Feedback has been overwhelmingly positive and the course has been adapted over time to focus on mixed-methods, logic models, equity and evidence to policy, and narrative synthesis. In order to avoid the zombie-induced boredom of four days of listening to review methods, we have worked as a team to develop and then incorporate group practical exercises into each half-day of the training. It has been a challenge to incorporate reviews from across the disciplines so that we do not just focus on our natural haunts of health or education, but really reach out for regionally relevant topics like environmental evidence.

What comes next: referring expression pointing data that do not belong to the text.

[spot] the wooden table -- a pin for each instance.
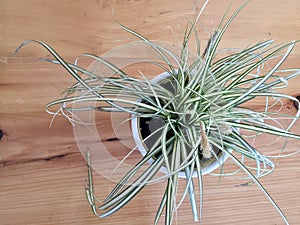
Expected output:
(41, 168)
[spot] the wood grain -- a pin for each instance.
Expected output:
(42, 169)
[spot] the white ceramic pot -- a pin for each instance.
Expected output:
(213, 163)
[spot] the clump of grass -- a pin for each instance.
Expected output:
(205, 110)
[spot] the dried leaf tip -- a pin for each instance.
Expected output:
(205, 145)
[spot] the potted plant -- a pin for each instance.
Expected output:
(197, 108)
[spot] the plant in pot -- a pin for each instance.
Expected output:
(192, 117)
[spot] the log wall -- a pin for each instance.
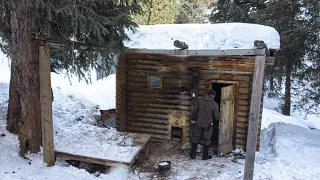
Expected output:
(155, 110)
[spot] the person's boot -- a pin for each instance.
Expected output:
(193, 150)
(206, 153)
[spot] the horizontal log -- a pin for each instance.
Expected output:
(155, 110)
(147, 130)
(156, 91)
(159, 95)
(244, 141)
(243, 102)
(239, 146)
(244, 84)
(148, 125)
(242, 78)
(147, 115)
(180, 75)
(148, 120)
(164, 80)
(91, 159)
(195, 62)
(243, 136)
(243, 90)
(158, 101)
(160, 137)
(159, 106)
(170, 57)
(244, 114)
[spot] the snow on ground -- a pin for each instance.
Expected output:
(289, 148)
(203, 36)
(75, 131)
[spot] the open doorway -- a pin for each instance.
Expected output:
(217, 87)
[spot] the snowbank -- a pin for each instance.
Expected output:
(270, 115)
(292, 144)
(203, 36)
(101, 92)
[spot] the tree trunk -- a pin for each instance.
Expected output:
(271, 82)
(14, 108)
(287, 94)
(24, 103)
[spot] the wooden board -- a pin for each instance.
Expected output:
(226, 120)
(46, 105)
(140, 140)
(255, 105)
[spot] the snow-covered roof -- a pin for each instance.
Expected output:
(203, 36)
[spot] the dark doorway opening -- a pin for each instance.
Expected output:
(176, 133)
(217, 87)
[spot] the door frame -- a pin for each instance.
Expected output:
(236, 83)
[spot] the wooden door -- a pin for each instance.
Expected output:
(226, 120)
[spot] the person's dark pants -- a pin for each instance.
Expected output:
(205, 133)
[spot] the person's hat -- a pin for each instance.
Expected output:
(212, 93)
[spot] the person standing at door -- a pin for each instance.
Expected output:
(206, 113)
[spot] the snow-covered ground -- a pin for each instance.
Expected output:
(289, 148)
(203, 36)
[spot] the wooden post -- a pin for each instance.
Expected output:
(46, 105)
(254, 116)
(121, 78)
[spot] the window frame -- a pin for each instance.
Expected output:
(149, 81)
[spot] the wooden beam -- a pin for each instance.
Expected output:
(46, 105)
(211, 52)
(254, 116)
(91, 159)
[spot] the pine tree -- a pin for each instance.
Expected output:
(157, 12)
(287, 17)
(308, 100)
(87, 29)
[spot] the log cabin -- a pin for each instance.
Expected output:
(156, 89)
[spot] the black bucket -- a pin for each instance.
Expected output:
(165, 168)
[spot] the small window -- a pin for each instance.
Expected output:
(155, 82)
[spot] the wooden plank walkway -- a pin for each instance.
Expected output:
(139, 140)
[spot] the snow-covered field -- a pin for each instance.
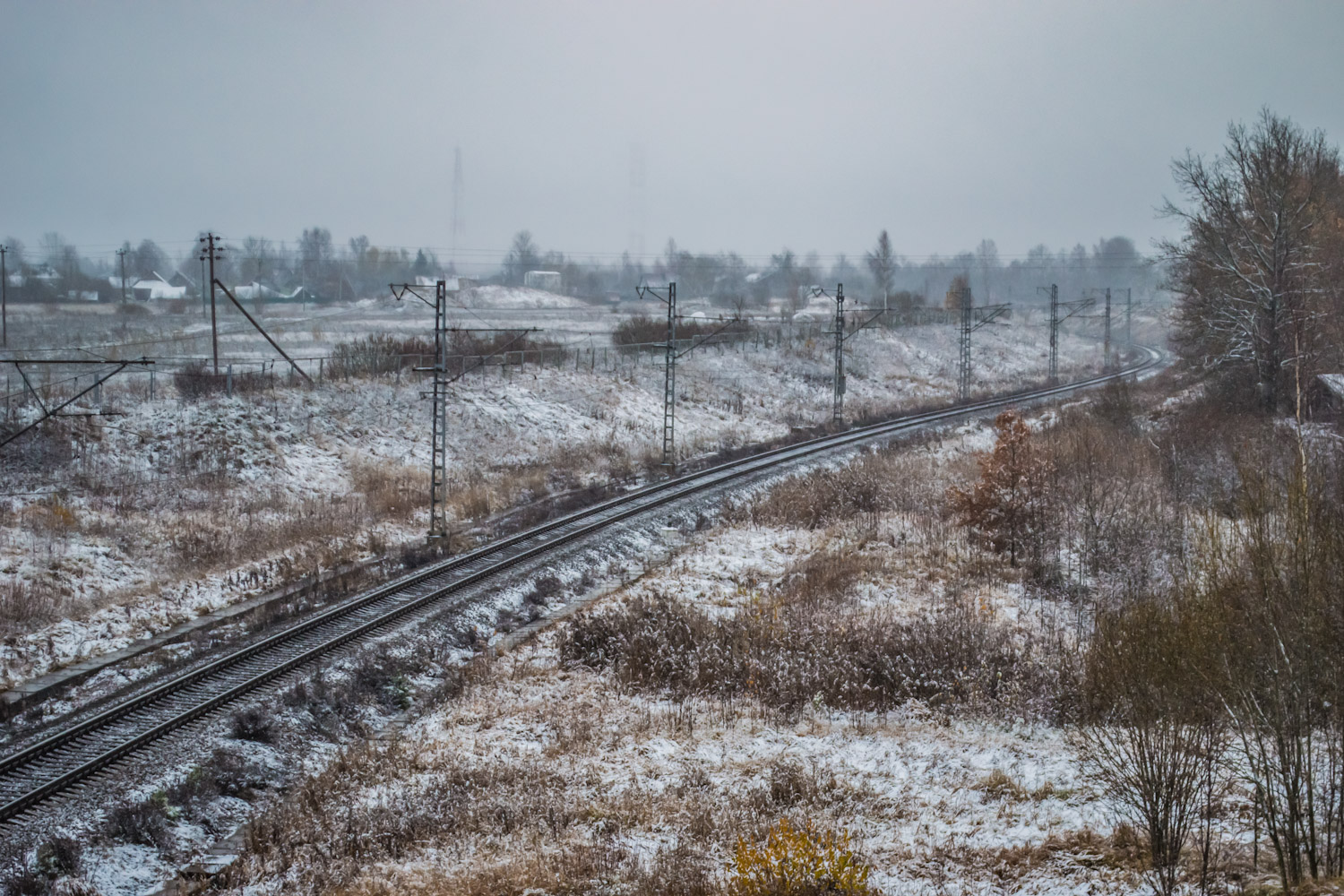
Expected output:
(556, 777)
(121, 527)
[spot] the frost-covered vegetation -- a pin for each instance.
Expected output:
(118, 527)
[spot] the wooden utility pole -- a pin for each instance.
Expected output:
(4, 311)
(210, 254)
(121, 253)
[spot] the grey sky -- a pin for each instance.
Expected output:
(763, 124)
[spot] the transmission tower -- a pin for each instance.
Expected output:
(1055, 320)
(968, 325)
(838, 398)
(4, 297)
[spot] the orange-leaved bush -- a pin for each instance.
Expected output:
(797, 861)
(1007, 509)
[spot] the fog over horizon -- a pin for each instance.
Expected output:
(761, 125)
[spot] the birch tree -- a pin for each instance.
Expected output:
(1250, 271)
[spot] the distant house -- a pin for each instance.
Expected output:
(453, 284)
(179, 279)
(547, 280)
(254, 292)
(156, 288)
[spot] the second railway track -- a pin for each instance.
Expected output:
(61, 761)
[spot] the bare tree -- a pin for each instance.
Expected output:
(523, 255)
(1250, 265)
(882, 265)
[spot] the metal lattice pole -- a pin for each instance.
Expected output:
(669, 384)
(964, 347)
(1107, 344)
(438, 435)
(838, 405)
(1129, 316)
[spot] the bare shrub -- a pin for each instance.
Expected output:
(543, 590)
(806, 650)
(253, 723)
(644, 330)
(1008, 508)
(59, 857)
(140, 821)
(194, 382)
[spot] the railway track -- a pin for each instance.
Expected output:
(65, 759)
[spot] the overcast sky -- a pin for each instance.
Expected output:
(765, 124)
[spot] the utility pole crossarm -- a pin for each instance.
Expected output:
(866, 324)
(48, 413)
(497, 351)
(667, 295)
(991, 314)
(706, 339)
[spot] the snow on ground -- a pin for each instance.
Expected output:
(179, 508)
(935, 802)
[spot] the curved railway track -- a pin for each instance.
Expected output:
(66, 758)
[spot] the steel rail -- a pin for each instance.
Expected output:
(547, 536)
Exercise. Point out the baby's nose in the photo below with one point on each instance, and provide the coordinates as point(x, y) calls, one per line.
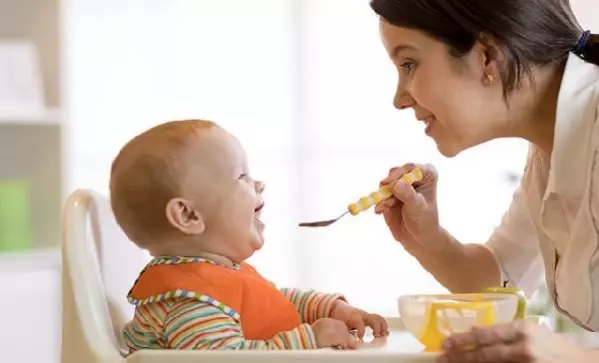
point(259, 186)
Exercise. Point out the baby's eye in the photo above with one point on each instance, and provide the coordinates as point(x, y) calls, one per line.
point(408, 66)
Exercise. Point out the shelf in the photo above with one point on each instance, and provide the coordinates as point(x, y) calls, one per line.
point(50, 116)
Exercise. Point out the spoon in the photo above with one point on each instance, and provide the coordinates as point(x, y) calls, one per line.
point(365, 203)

One year into the project, I can say that South Asian researchers are being equipped to undertake systematic reviews to help inform decision making in different sectors of development. However, the success of the project will not be measured in how many bodies sit in the classroom, but rather by the number of regional review teams who receive funding or otherwise complete reviews. In order to facilitate fledgling researchers in the region, we will attempt to create a match-making service to link regional researchers with more experienced developed country reviewers. We will be able to start capturing these sorts of results after two forthcoming rounds of systematic review request for proposals.
Tracey Koehlmoos is programme head for health and family planning systems at ICDDR,B and adjunct professor at the James P Grant School of Public Health, BRAC University, Dhaka, Bangladesh.